Now I’m all about sex – I’ve been in an open relationship for the past 2 years; I like both girls and guys. I think sex is just another level of intimacy you can reach with someone – and there are levels within that level too! “I like you, you’re awesome, now let’s use our bodies to talk.” It can be the most natural progression of getting to know someone, just as much as it can be a physical expression of a long, gradual intimacy with someone. I don’t see any black and white rules about sex. It’s a giant slippery grey area (and I don’t intend that to sound sexy!).

How much of your thoughts on sex come through in your songs? Is Boyfriend providing a kind of commentary on how we think about sex?

As a commentary? I don’t know, I guess you could hear them as satirical extremes of the music we passively consume every day. I think the overtness of my content forces you to think about the genre and what’s appropriate to you. Or you could hear the songs as slightly eccentric representations of the genre itself.
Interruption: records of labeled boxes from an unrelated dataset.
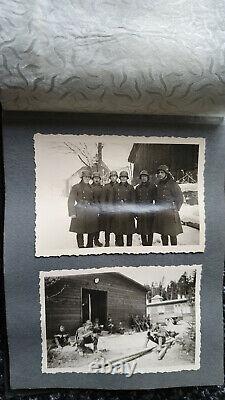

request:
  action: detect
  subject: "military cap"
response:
[81,170,91,178]
[140,169,149,176]
[109,171,118,178]
[157,165,170,174]
[92,171,101,178]
[120,171,129,178]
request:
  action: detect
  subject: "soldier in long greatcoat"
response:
[113,171,135,246]
[102,171,118,247]
[68,171,98,248]
[154,165,183,246]
[91,171,103,247]
[135,170,156,246]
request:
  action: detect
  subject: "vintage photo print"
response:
[34,134,205,256]
[40,265,201,377]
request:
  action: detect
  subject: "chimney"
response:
[98,143,103,171]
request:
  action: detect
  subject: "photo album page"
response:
[3,111,225,389]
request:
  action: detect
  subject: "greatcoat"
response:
[91,183,103,231]
[68,180,98,233]
[154,176,183,236]
[112,182,135,235]
[102,182,118,233]
[135,182,156,235]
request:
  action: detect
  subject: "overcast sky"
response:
[35,135,134,186]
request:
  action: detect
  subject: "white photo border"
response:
[39,264,202,374]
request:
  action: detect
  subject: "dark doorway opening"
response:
[82,288,107,325]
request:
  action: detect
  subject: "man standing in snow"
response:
[68,170,98,248]
[102,171,118,247]
[135,170,156,246]
[113,171,135,246]
[91,171,103,247]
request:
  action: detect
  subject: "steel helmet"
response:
[92,171,101,178]
[139,169,149,177]
[157,165,170,175]
[81,170,91,178]
[109,171,118,178]
[120,171,129,178]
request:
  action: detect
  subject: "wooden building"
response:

There’s definitely a double standard in terms of sensitivity when it comes to women talking openly about sex in music, but to be fair, a lot of your lyrics are pretty outrageous. Do you consciously write to get a reaction?

I started writing from what I heard, because most female MC’s in the mainstream rap about their sexual abilities. I didn’t intend my stuff to be any more crazy or graphic or shocking than what’s out there, but it’s just how my mind works. I don’t know whether the raunchiness comes from the content on its own, or the delivery because of how I sound.

And how do you sound?

I don’t “sound” like a rapper. That’s why I put the “white girl” tags on my Soundcloud. Not to signify that I’m Caucasian, but to let people know I’m conscious of how different I sound – that I sound like a girl with a pretty stilted rhythm and formulaic flow.
I don’t have a voice that is an instrument itself. Like Azaelia Banks – she could just be saying “blah blah blah” but the rhythm of her voice is so compelling it would still sound good. That’s something I’m working on but I don’t know if I’ll ever conquer it. In a way, my “square sound” (I like that, I’m gonna stick with that, hip to be square!) forces me to have intense content.
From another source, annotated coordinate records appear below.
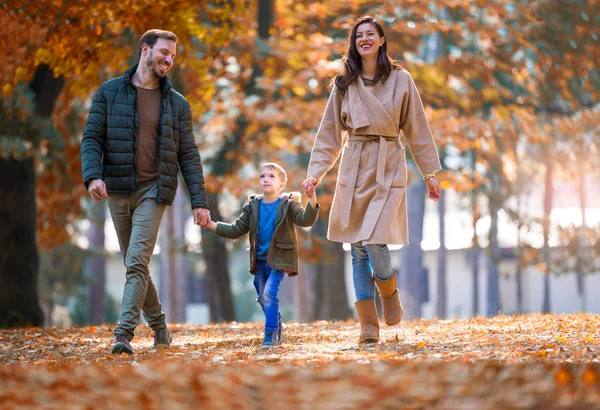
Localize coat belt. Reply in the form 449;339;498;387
341;135;398;230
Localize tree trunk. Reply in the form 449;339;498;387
575;161;587;312
470;151;481;316
401;171;427;319
437;191;448;319
85;199;106;324
312;218;352;320
487;170;501;316
202;192;235;322
515;140;523;313
0;65;64;327
0;158;44;327
542;148;553;313
161;183;190;323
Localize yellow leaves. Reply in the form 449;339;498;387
292;86;306;97
581;367;600;387
34;48;54;66
2;83;13;98
554;368;574;387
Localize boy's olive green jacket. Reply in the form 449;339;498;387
217;192;320;276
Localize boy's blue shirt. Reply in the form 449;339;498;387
216;192;320;276
256;198;281;261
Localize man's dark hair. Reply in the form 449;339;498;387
138;28;177;57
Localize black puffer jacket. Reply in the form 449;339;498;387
81;65;208;208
You rap with some derision towards ‘vanilla’ sex – why should people experiment in bed?

“Vanilla sex” is all good if it’s what you’re into. I hate on it because people are often stuck in routines in their sexuality, just as they are in all areas of life. Stepping out of your comfort zone always challenges you to learn something about yourself, whether it’s in bed or not.

The last thing I want to do is cast judgment on someone’s sexuality, but I do want to tug at the stigmas associated with adventurous sex. The idea that only men like trying new things because only men like porn because only men like sex. Bullshit. I hate feeling like an oversexed freak just because I’m open about my sexual needs, sexual curiosities. I can’t count how many times people have told me I’m “like a guy” when it comes to sexual matters.
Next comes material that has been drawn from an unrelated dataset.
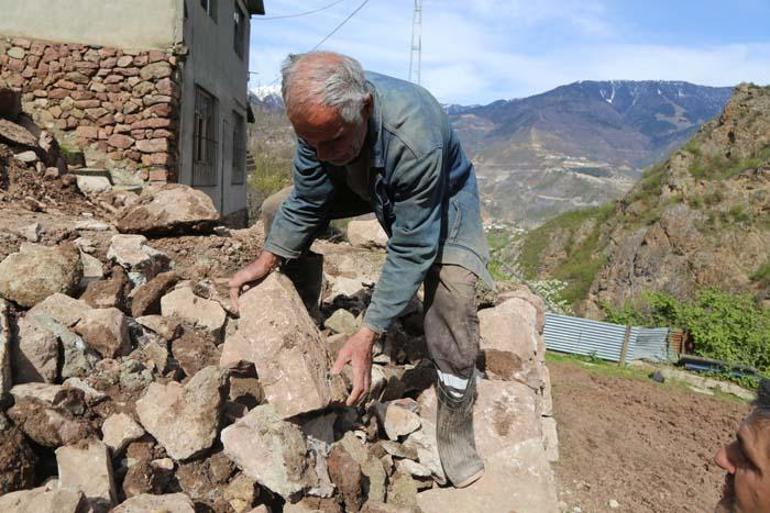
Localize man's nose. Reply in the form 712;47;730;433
714;447;735;474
We need to drop that association so that women can feel free to be sexual beings. I didn’t discover how sexual I was until I found an environment for myself where that was acceptable. As liberal as our society is today, I know there is still an intense stigma associated with female sexuality.

There are blogs & articles, a certain media presence which supports open minds, but the truth is that on a daily basis, in most people’s vernacular and casual conversation, “dudes” are given all the sexual attention. It puts pressure on men to make all the moves, to be sexual instigators (despite how they might feel naturally) and makes it dangerous for women to be honest with their partners, friends, themselves. I look forward to a more and more open arena for sexuality, where people act on feelings and desires rather than expectations and implicit conduct codes.

What’s on the horizon for Boyfriend?

I want to explore some thematic songs, concept driven stuff playing off fetishes. But I want to do that without boxing myself in as a rapper only known for sexual content. Tricky stuff.